Shinohara - Há 53 anos. Comecei com 17 anos. Eu lutava kendô (um tipo de arte marcial) desde os sete anos.
Folha - E como mudou de esporte? Por que passou para o judô?
Shinohara - Tive um vizinho que se dispôs a me ensinar o judô à noite, quando voltava da roça.
Folha - Por quanto tempo o senhor teve aulas com esse seu vizinho?
Shinohara - Por apenas três dias. No quarto dia de aula, meu mestre decidiu voltar ao Japão. Era na época da Segunda Guerra Mundial.
Folha - Depois disso, como continuou a aprender e praticar?
Shinohara - Eu continuei estudando sozinho. Lia os livros de judô que tinha e tentava ensinar outras crianças. Até hoje ensino o esporte.
Folha - Quem foi o seu melhor aluno nesses 53 anos?
Shinohara - O que se tornou mais conhecido e obteve os melhores resultados foi o Aurélio Miguel. Mas tive vários alunos tão bons quanto ele, que, no entanto, não ganharam medalha em Olimpíada, nem ficaram famosos.
Folha - O Aurélio Miguel tinha talento para o judô desde pequeno?
Shinohara - Ele era muita disciplinado. Um bom garoto. O Aurélio Miguel se aplicava muito nos treinos.
Folha - Ele ainda vem até a sua academia treinar com o senhor?
Shinohara - Sim. Quando está em São Paulo, costuma passar por aqui.
Folha - Outro aluno bom que passou por suas mãos é o Luís Onmura, não?
Shinohara - É. Ele ganhou prata em Los Angeles (Olimpíada de 84).
Folha - Por que o judô brasileiro é um dos melhores do mundo?
Shinohara - Porque tem vários atletas muito talentosos e técnicos.
Folha - No judô, a força não é também importante?
Shinohara - Sim. É lógico que um atleta, se tiver força e técnica, ganha a luta.
Mas os brasileiros, que às vezes enfrentam adversários europeus mais fortes, compensam com a técnica.
Folha - Além da técnica e do talento, o que mais faz do judô brasileiro vitorioso?
Shinohara - A dedicação. Se tiver talento, é bom. Mas só talento também não dá certo.
Tem que praticar com vontade, levar a sério e se sacrificar.
Folha - Qual a diferença entre o judô de competição atual e a luta original do judô?
Shinohara - Antigamente era mais bonito. A técnica ganhava da força.
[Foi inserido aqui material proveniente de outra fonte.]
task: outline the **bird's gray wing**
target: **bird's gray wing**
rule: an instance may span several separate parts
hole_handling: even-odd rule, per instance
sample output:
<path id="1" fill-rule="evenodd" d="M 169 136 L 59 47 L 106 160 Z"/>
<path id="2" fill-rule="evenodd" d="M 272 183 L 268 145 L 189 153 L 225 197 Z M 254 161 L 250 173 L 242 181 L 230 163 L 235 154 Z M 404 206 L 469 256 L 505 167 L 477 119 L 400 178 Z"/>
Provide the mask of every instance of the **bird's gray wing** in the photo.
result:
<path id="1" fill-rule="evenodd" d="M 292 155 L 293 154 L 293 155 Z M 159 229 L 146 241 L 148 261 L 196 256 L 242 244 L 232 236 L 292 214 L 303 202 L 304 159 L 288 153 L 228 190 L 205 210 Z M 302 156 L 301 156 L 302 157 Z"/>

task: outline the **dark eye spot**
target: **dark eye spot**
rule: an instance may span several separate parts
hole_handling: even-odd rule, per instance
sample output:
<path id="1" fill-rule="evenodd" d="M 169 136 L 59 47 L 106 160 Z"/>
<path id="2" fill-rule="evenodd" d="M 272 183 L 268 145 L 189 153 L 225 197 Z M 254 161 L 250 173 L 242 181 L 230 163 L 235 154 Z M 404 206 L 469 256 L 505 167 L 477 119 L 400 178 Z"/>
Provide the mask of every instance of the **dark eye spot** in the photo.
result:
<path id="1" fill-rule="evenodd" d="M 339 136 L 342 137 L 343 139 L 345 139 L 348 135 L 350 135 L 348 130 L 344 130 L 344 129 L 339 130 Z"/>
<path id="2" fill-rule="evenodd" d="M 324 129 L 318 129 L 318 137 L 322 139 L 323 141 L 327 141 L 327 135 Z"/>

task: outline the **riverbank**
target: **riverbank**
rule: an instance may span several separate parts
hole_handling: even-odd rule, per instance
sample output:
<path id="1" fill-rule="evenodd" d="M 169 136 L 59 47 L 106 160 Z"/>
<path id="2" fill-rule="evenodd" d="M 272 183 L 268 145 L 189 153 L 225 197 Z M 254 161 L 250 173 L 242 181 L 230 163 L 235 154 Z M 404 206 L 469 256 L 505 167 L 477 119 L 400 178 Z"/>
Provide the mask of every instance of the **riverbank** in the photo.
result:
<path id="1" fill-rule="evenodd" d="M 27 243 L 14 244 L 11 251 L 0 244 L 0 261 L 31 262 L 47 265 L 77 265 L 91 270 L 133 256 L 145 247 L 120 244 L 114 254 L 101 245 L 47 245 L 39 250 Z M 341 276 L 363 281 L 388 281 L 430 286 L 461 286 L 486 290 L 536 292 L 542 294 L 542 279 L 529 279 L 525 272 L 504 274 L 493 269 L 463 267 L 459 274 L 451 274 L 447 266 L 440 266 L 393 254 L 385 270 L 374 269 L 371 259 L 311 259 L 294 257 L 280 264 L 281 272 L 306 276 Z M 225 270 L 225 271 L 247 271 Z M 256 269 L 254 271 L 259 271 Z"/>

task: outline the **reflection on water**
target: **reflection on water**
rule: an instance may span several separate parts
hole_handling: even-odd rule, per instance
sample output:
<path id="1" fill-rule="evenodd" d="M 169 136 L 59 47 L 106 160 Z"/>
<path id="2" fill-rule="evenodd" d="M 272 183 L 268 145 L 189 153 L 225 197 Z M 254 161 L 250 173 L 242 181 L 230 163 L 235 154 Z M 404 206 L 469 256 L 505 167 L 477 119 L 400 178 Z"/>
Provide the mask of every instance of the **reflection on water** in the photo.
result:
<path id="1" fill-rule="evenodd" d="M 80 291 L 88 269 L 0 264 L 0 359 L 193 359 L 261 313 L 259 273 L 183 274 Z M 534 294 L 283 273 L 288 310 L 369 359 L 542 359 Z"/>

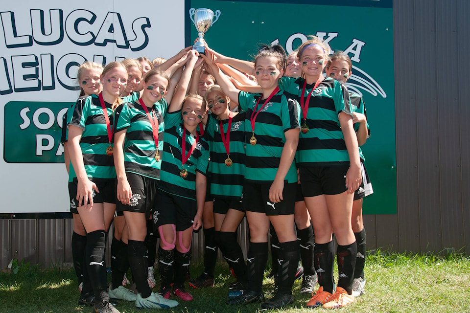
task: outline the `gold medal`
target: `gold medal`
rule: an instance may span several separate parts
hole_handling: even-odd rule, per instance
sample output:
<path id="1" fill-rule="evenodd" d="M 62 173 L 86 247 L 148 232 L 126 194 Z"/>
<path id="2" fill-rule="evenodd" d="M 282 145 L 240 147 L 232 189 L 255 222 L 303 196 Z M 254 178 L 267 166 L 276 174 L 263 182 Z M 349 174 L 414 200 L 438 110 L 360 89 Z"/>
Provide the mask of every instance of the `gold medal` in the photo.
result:
<path id="1" fill-rule="evenodd" d="M 251 144 L 252 146 L 254 146 L 256 144 L 256 137 L 255 137 L 254 133 L 253 133 L 253 134 L 252 135 L 251 138 L 250 138 L 250 143 Z"/>
<path id="2" fill-rule="evenodd" d="M 111 147 L 111 145 L 106 149 L 106 154 L 108 155 L 108 156 L 113 156 L 113 147 Z"/>

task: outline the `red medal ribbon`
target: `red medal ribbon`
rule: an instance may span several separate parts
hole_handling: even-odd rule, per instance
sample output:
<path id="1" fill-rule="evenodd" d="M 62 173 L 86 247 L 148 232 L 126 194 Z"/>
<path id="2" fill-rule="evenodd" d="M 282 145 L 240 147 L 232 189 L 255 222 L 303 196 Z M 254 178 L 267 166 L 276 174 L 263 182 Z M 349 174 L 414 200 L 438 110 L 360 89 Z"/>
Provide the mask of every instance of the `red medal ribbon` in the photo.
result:
<path id="1" fill-rule="evenodd" d="M 259 103 L 259 100 L 261 100 L 261 98 L 262 98 L 262 95 L 259 97 L 259 99 L 258 99 L 258 101 L 256 102 L 256 105 L 255 106 L 255 108 L 253 108 L 253 112 L 251 112 L 251 116 L 250 117 L 250 122 L 251 123 L 251 130 L 253 134 L 255 133 L 255 122 L 256 120 L 256 117 L 258 116 L 258 114 L 259 113 L 259 112 L 261 112 L 261 110 L 263 109 L 263 108 L 264 107 L 264 106 L 269 102 L 269 100 L 271 100 L 271 98 L 273 97 L 275 94 L 277 93 L 278 91 L 279 91 L 279 87 L 276 87 L 276 89 L 273 90 L 273 92 L 271 93 L 271 94 L 269 95 L 269 96 L 268 97 L 268 98 L 266 99 L 266 101 L 264 101 L 264 104 L 261 106 L 261 108 L 259 108 L 259 110 L 258 112 L 256 112 L 256 109 L 258 107 L 258 104 Z"/>
<path id="2" fill-rule="evenodd" d="M 313 86 L 313 89 L 308 93 L 308 95 L 307 96 L 307 100 L 305 103 L 304 102 L 304 95 L 305 94 L 305 89 L 307 86 L 307 81 L 304 81 L 304 88 L 302 88 L 302 95 L 300 97 L 300 106 L 302 108 L 302 116 L 304 117 L 304 122 L 306 122 L 307 119 L 307 113 L 308 112 L 308 102 L 310 102 L 310 97 L 311 96 L 313 90 L 315 90 L 315 89 L 318 87 L 318 85 L 323 81 L 324 79 L 325 78 L 323 77 L 323 75 L 321 75 L 320 78 L 317 81 L 317 82 L 315 83 L 315 86 Z"/>
<path id="3" fill-rule="evenodd" d="M 142 106 L 142 108 L 145 112 L 145 114 L 147 114 L 147 117 L 148 117 L 148 120 L 150 121 L 150 124 L 152 125 L 152 133 L 153 133 L 153 140 L 155 142 L 155 150 L 158 151 L 158 119 L 157 118 L 157 114 L 155 114 L 155 111 L 152 109 L 152 111 L 153 112 L 155 119 L 152 118 L 150 113 L 148 112 L 147 106 L 143 103 L 143 100 L 142 100 L 141 98 L 139 99 L 139 102 Z"/>
<path id="4" fill-rule="evenodd" d="M 227 128 L 227 137 L 224 133 L 224 126 L 220 121 L 220 134 L 222 135 L 222 142 L 224 143 L 224 147 L 227 152 L 227 155 L 230 155 L 230 130 L 232 128 L 232 119 L 233 117 L 229 117 L 229 125 Z"/>
<path id="5" fill-rule="evenodd" d="M 186 161 L 189 158 L 191 154 L 192 153 L 192 151 L 196 148 L 197 142 L 199 140 L 199 134 L 197 132 L 196 132 L 196 140 L 192 143 L 192 145 L 189 149 L 189 151 L 188 152 L 188 154 L 186 155 L 185 153 L 186 152 L 186 128 L 185 127 L 184 125 L 183 126 L 183 136 L 182 137 L 183 138 L 181 140 L 181 162 L 183 163 L 183 168 L 184 168 L 184 165 L 186 164 Z"/>
<path id="6" fill-rule="evenodd" d="M 111 140 L 113 140 L 113 128 L 111 126 L 111 122 L 109 121 L 109 116 L 108 116 L 108 110 L 106 110 L 106 107 L 104 105 L 104 99 L 103 99 L 102 92 L 100 92 L 98 95 L 99 98 L 99 102 L 101 104 L 101 108 L 103 109 L 103 114 L 104 115 L 104 119 L 106 121 L 106 130 L 108 131 L 108 139 L 109 139 L 109 145 L 111 145 Z"/>

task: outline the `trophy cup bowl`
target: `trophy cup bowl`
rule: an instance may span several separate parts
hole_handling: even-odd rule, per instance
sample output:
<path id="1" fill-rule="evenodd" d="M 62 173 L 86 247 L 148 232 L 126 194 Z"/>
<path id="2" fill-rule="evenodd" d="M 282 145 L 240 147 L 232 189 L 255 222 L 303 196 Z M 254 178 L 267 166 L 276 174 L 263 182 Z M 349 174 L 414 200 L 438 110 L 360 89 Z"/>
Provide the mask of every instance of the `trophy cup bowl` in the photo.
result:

Agora, quase não há mais ippons.
Parece que hoje, para os judocas, é mais importante ganhar do que praticar.
Folha - Isso o deixa triste?
Shinohara - É que antes, quando comecei a praticar, também não tinha muitas competições.
Era algo mais disciplinado, voltado para a prática, apenas. Os professores de judô eram mais rígidos.
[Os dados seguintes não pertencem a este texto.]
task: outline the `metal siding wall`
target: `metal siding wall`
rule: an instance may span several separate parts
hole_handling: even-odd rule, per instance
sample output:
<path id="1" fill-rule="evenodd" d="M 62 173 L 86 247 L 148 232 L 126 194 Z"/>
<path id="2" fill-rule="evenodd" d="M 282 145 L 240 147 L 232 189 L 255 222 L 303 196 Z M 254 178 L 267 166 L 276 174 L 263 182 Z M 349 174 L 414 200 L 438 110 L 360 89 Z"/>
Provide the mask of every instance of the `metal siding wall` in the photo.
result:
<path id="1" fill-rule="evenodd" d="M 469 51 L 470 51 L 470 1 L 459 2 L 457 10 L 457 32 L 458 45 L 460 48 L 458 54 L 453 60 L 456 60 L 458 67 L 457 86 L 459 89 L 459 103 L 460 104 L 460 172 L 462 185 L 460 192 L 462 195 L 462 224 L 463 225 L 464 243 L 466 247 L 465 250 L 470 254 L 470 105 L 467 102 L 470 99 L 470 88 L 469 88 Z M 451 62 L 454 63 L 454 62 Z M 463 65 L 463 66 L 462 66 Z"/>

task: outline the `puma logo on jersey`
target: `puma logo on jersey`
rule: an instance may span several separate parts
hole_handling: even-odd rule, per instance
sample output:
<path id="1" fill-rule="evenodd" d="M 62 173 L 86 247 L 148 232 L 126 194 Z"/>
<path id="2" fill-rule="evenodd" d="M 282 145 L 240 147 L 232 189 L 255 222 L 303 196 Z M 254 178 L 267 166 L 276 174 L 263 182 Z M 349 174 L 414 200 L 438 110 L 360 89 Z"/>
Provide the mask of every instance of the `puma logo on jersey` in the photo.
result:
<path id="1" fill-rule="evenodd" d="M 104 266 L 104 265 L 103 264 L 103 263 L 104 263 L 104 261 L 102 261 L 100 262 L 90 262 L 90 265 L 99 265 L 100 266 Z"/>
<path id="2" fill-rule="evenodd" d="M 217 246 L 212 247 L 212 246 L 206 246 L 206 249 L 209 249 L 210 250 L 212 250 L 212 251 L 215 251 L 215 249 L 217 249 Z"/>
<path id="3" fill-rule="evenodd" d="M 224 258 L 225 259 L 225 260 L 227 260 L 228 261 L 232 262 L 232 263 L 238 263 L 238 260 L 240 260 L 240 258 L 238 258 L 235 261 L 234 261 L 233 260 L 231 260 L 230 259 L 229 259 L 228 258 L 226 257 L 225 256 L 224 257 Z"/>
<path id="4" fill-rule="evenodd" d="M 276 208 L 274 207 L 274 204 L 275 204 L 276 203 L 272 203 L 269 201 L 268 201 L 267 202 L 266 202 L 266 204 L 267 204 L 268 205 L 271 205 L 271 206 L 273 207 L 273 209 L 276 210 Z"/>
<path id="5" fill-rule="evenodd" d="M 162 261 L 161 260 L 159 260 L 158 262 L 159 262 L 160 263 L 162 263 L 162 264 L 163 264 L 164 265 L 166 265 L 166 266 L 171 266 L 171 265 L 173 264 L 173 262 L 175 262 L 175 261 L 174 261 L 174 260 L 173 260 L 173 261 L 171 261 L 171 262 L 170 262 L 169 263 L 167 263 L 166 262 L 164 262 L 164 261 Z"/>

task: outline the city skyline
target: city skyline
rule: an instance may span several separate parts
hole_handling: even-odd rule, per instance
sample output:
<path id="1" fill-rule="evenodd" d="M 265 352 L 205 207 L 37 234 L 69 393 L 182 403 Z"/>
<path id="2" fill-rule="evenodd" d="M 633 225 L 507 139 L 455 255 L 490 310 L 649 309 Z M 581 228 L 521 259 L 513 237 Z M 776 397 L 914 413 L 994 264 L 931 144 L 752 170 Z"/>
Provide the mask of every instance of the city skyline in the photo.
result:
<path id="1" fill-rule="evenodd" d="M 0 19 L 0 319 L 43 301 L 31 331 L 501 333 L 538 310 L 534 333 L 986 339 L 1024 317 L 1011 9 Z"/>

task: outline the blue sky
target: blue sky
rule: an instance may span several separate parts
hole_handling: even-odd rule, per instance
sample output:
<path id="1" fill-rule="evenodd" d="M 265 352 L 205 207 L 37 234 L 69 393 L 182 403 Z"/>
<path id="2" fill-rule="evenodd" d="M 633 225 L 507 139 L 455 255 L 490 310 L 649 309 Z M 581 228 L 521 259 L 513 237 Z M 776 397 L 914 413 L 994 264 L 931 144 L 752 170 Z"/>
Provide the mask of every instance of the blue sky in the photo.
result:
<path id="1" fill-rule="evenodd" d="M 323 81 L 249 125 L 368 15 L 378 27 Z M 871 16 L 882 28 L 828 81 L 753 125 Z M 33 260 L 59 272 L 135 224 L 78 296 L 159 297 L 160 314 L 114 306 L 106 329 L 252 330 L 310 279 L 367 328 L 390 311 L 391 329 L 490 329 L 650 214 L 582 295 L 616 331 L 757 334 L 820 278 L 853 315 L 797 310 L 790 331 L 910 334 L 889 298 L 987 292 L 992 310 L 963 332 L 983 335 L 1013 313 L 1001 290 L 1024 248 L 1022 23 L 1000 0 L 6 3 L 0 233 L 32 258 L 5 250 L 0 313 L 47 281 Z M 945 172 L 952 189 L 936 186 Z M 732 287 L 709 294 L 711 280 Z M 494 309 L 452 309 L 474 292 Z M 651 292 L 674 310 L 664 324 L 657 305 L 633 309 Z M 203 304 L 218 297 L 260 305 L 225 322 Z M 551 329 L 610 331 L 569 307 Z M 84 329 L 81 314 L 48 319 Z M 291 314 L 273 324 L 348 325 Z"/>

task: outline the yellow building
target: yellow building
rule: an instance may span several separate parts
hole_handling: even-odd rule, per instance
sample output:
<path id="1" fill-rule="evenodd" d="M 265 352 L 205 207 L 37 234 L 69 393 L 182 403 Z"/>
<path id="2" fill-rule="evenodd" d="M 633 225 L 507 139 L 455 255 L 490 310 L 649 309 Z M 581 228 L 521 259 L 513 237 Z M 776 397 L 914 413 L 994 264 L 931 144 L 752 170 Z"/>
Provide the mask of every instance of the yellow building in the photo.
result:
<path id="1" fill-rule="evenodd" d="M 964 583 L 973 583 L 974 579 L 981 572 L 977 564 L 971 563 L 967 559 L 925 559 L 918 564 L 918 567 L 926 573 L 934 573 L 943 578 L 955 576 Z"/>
Não havia o objetivo de ganhar uma Olimpíada, por exemplo.
Folha - O que o senhor mais tenta passar aos seus alunos nas aulas que dá?
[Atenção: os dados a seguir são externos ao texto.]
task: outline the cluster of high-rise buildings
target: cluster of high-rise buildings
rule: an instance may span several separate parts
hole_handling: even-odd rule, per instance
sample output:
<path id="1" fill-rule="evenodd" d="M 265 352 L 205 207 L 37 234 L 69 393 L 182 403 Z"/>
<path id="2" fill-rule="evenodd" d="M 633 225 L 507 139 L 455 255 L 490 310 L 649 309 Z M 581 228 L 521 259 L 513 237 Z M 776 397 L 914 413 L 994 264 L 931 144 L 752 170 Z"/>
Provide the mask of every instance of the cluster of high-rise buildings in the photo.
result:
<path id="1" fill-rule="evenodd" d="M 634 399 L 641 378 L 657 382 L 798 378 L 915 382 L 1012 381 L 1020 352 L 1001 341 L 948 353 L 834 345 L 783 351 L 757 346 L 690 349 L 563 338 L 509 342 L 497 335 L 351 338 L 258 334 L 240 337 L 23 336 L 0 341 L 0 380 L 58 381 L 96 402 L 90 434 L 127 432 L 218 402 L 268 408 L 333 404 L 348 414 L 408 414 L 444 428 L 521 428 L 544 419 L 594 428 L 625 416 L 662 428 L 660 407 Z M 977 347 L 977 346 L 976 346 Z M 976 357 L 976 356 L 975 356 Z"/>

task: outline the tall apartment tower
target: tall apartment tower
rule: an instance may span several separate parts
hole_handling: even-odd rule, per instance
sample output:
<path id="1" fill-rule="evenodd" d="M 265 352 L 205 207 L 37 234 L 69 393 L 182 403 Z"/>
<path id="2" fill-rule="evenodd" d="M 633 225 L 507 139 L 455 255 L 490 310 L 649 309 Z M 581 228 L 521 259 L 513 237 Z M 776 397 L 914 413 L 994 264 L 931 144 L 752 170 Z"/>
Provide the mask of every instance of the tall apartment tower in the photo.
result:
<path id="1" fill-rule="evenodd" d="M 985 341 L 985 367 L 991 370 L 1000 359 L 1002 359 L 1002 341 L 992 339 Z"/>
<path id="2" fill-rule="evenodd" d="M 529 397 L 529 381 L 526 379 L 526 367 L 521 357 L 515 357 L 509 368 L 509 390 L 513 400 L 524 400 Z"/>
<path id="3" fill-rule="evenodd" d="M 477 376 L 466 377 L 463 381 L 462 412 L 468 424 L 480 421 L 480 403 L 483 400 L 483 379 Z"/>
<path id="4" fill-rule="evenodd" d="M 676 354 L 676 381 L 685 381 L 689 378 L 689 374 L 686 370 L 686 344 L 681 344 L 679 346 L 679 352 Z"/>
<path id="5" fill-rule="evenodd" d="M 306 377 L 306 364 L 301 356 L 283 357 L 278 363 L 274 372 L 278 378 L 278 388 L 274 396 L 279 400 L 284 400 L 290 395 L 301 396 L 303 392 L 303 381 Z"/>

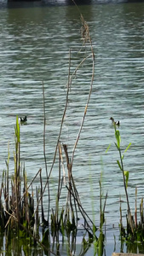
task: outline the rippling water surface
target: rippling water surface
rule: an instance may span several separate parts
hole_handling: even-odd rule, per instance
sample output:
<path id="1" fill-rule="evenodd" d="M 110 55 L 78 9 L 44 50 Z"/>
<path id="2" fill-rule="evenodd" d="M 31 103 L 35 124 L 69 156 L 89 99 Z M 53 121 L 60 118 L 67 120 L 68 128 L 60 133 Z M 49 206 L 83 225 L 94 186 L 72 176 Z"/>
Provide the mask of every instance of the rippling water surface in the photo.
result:
<path id="1" fill-rule="evenodd" d="M 80 7 L 80 10 L 89 25 L 95 74 L 72 172 L 85 210 L 91 215 L 94 206 L 99 224 L 99 179 L 103 171 L 103 193 L 108 193 L 107 224 L 109 227 L 112 224 L 118 226 L 119 195 L 124 201 L 125 197 L 122 173 L 117 166 L 118 153 L 114 146 L 111 116 L 121 122 L 123 148 L 131 143 L 124 166 L 130 171 L 132 208 L 135 186 L 138 197 L 143 196 L 144 4 L 88 5 Z M 81 45 L 79 14 L 73 6 L 1 9 L 0 21 L 1 173 L 5 168 L 9 142 L 9 172 L 14 172 L 15 117 L 27 115 L 27 125 L 20 129 L 21 160 L 30 180 L 40 167 L 44 180 L 42 84 L 43 81 L 49 170 L 66 102 L 69 49 L 72 67 L 82 58 L 82 53 L 78 54 Z M 89 61 L 84 64 L 84 70 L 72 85 L 61 137 L 61 143 L 67 143 L 69 152 L 72 150 L 87 100 L 91 76 Z M 55 167 L 51 182 L 54 198 L 57 177 Z"/>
Shinohara - A praticar o judô com seriedade e disciplina. Vencer é bonito, mas não é tudo.
Folha - Mas a maioria não quer praticar para participar de uma Olimpíada?
Shinohara - Eles aprender que vencer não é tudo.
Um exemplo: tive um aluno, há cerca de 30 anos, que era muito bom, mas ficou convencido, achando que era o melhor.
Ele começou a atrapalhar as aulas. Por ser forte, deixava os outros alunos inibidos.
Um dia, cheguei e disse: "A aula hoje é uma luta entre nós dois. Os outros vão assistir, somente".
Lutamos e eu venci. Ele chorou muito naquele dia, mas aprendeu que era melhor praticar com seriedade do que querer ganhar de todos.
Folha - O senhor ainda tem contato com esse seu aluno?
Shinohara - Sim. Ele é policial e costuma fazer ronda na região onde moro.
Folha - Ele se lembra desse fato?
Shinohara - Toda vez que o vejo trabalhando, ele me cumprimenta gentilmente e pergunta como eu estou.
Eu sempre penso: "Acho que o judô que lhe ensinei salvou a vida dele".
Folha - Qual é o maior problema do judô no Brasil?
Shinohara - Muitos alunos não têm seriedade. Acham que é brincadeira. Se bagunçam, não são judocas. Se bagunçam, não praticam judô.
Folha - O que o senhor mais aprecia nos judocas brasileiros?
Shinohara - A vontade de aprender. Fico muito feliz quando eu vejo um aluno meu saindo do treino bastante cansado, suado.
O bom aluno é aquele que acha que todo treino é uma competição. E que tenta fazer bonito em todos os treinos.